Hacer feliz al pueblo argentino. Aliviar, en el rugido posterior a cada gol, las penas diarias de la población. Esas eran las consignas que se repetían insistentemente en torno a la selección argentina, en los meses previos al Mundial de Japón y Corea de 2002, con la desastrosa onda expansiva del corralito todavía presente en la vida de millones de personas. Se repetía entre los jugadores, se reclamaba en las arengas de la prensa deportiva, se bordaba con arte en los anuncios promocionales del Mundial de la cerveza Quilmes, la verdadera precursora de los vídeos que ha popularizado Pep Guardiola para animar a su Barça antes de cada final. En el caso argentino, tanta motivación, tanta expectativa, se mutó en presión y la "albiceleste" cayó contra todo pronóstico en la liguilla de dieciseisavos.

En el presente Mundial, una bandera nacional chilena, desgarrada y sucia, rescatada entre los escombros del terrible terremoto que sacudió al país, ha capitaneado cada movimiento del combinado de Bielsa. No cuesta imaginar (¿verdad que no?) los dientes apretados y la furiosa motivación de cada jugador chileno en cada entrenamiento. Casillas y algún otro internacional se han acordado de los cuatro millones de parados que hay en España para valorar la importancia de un buen papel de la Roja. Los triunfos, de hecho, aportan felicidad, aunque no solucionen nada. Así se ha visto en las concentraciones en las grandes ciudades después de cada triunfo de la selección camino de la histórica final de esta noche. En esas manifestaciones de júbilo habrá participado con toda seguridad gente que se ha quedado sin trabajo, asfixiada por las hipotecas, con un futuro a corto plazo muy sombrío.

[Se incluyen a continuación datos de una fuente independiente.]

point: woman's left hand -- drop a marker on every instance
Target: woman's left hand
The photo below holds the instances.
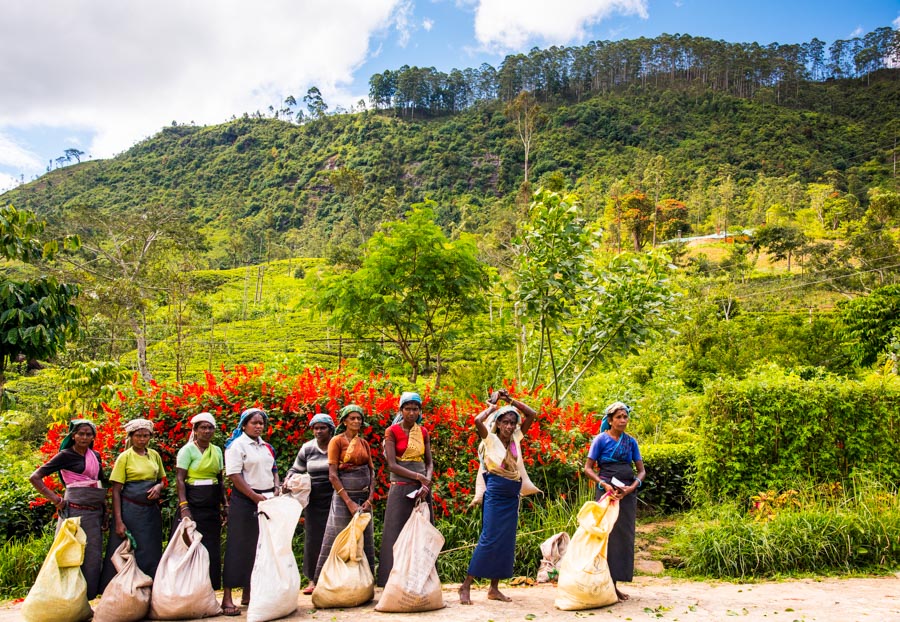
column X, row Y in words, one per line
column 155, row 491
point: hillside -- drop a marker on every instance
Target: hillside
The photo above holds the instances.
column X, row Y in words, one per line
column 259, row 178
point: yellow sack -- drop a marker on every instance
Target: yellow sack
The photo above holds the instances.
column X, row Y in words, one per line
column 127, row 597
column 414, row 584
column 584, row 580
column 59, row 593
column 181, row 588
column 346, row 579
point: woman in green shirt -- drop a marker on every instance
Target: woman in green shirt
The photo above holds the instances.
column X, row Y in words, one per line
column 201, row 496
column 137, row 485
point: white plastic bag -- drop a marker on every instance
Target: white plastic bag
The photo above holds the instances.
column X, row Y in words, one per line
column 275, row 581
column 413, row 584
column 584, row 579
column 346, row 579
column 181, row 588
column 299, row 486
column 127, row 597
column 59, row 593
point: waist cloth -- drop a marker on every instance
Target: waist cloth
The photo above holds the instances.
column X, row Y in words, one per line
column 495, row 553
column 620, row 554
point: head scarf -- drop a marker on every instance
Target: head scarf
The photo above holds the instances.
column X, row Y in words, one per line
column 346, row 410
column 323, row 418
column 134, row 425
column 509, row 408
column 74, row 424
column 245, row 416
column 610, row 410
column 405, row 397
column 203, row 417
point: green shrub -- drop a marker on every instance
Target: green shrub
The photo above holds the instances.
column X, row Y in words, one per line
column 20, row 561
column 670, row 467
column 857, row 531
column 17, row 517
column 770, row 430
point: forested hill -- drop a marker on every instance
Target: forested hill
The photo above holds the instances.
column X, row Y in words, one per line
column 258, row 187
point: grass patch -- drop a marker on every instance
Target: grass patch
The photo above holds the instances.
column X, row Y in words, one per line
column 812, row 530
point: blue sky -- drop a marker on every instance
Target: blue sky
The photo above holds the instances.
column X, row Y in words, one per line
column 101, row 75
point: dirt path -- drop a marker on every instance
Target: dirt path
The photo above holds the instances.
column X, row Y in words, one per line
column 652, row 598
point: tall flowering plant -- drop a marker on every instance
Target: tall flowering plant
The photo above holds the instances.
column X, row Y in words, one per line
column 554, row 447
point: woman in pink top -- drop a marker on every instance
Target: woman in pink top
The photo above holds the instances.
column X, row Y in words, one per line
column 80, row 470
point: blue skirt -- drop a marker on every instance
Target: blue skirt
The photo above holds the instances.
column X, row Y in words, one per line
column 496, row 550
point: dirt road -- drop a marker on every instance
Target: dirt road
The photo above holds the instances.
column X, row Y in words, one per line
column 652, row 598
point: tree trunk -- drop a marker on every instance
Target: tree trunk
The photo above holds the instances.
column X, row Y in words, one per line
column 140, row 335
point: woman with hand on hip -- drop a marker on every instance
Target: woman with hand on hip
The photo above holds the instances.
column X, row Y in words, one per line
column 313, row 459
column 352, row 475
column 201, row 493
column 81, row 471
column 612, row 461
column 250, row 465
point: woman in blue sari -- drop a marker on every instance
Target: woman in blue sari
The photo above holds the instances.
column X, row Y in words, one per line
column 612, row 460
column 500, row 455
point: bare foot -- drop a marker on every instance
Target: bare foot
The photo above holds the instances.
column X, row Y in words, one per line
column 495, row 594
column 464, row 598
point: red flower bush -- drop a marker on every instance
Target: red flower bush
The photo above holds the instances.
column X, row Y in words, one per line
column 554, row 447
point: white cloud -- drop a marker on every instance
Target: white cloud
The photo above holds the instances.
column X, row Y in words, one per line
column 500, row 24
column 403, row 22
column 122, row 70
column 14, row 155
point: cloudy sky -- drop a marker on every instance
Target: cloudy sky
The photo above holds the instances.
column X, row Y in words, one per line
column 101, row 75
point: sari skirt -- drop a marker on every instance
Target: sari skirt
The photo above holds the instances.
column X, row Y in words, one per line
column 620, row 554
column 496, row 550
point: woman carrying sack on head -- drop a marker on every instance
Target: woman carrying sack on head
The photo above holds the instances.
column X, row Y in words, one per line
column 313, row 459
column 352, row 476
column 609, row 463
column 499, row 452
column 250, row 465
column 407, row 451
column 201, row 493
column 137, row 485
column 81, row 471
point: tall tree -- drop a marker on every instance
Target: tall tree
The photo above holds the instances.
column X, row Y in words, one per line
column 526, row 114
column 415, row 288
column 38, row 314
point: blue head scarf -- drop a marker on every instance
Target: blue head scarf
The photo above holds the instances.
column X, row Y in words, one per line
column 405, row 397
column 346, row 410
column 240, row 427
column 323, row 418
column 610, row 410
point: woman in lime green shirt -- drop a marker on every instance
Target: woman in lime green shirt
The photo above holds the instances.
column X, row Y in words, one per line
column 137, row 485
column 201, row 496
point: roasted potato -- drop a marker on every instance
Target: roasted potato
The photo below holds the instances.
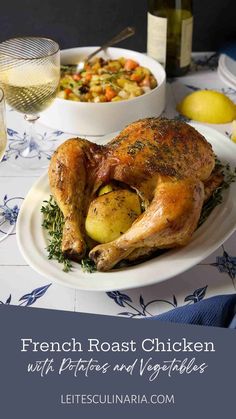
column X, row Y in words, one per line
column 112, row 214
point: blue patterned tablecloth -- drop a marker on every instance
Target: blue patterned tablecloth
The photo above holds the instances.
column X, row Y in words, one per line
column 20, row 285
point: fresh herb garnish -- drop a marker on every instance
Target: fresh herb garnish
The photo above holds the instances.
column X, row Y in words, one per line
column 53, row 222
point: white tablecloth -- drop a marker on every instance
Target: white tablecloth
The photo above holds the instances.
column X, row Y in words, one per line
column 21, row 285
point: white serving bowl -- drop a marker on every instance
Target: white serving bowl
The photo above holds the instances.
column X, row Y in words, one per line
column 101, row 118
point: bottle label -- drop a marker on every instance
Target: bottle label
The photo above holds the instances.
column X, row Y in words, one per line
column 186, row 42
column 157, row 38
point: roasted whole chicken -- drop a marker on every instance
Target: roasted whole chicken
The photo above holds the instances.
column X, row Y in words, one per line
column 167, row 162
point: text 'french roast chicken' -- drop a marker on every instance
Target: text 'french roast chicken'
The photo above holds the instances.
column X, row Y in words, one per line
column 141, row 192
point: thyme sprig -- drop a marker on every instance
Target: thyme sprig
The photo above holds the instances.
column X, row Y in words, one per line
column 53, row 222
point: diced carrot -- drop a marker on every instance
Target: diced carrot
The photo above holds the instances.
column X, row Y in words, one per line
column 146, row 81
column 88, row 77
column 130, row 65
column 109, row 93
column 68, row 91
column 136, row 77
column 76, row 77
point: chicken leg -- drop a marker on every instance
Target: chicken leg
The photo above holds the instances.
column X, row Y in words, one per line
column 169, row 221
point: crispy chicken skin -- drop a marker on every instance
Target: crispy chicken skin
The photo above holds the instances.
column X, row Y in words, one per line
column 166, row 161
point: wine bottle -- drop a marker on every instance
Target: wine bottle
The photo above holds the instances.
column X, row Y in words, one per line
column 169, row 37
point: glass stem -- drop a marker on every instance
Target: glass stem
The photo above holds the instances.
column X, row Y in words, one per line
column 30, row 132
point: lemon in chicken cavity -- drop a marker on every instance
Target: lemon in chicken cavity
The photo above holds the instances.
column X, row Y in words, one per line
column 208, row 106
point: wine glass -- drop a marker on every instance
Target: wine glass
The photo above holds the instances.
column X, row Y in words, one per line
column 29, row 76
column 6, row 225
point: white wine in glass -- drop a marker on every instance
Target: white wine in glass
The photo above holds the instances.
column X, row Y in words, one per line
column 29, row 76
column 3, row 131
column 6, row 227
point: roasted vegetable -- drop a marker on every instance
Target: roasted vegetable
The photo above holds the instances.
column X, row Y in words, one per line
column 111, row 214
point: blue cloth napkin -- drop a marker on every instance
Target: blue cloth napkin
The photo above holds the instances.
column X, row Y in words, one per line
column 219, row 311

El fútbol reduce a los feligreses a nuestra condición tribal más primitiva y llega a aislarnos de la realidad, que es realmente jodida. Esos nobles propósitos de los futbolistas, esa instintiva explosión de euforia en los hinchas, tiene directos beneficiados. Porque ese opio, elevado desde interesados focos a fiebre patriotera, viene de perlas para que en la calle, y en los medios, algunos debates cruciales como la reforma laboral -cuya aprobación se hizo coincidir con el día de la inesperada derrota contra Suiza- pasen a un minúsculo plano. En las esferas políticas, los éxitos deportivos, y más si se dan en una pasión global como el fútbol, se rentabilizan muy bien. Hay casos repugnantes, extremos, como las imágenes de Videla o de los militares brasileños levantando copas que en el césped sudaron Kempes y Pelé. Pero no hace falta alejarse a un Mundial, ni a ejemplos radicales de dictadores. En cualquier ciudad, cualquier título, ascenso o gesta puntual convierte las recepciones oficiales en placenteras evasiones para los gobernantes. Esta misma semana, el propio ministro Miguel Sebastián ha pronosticado un crecimiento del PIB si España doblega a Holanda.

Contra este bálsamo, salvajemente sentimental en su origen y traicionero en su digestión, se agradecen palabras preñadas de cordura. Como la reflexión que Pablo Aimar me trasladó hace años para valorar el fracaso de su selección en 2002: "Claro que Argentina saldrá de la crisis, pero no será ganando cinco mundiales seguidos".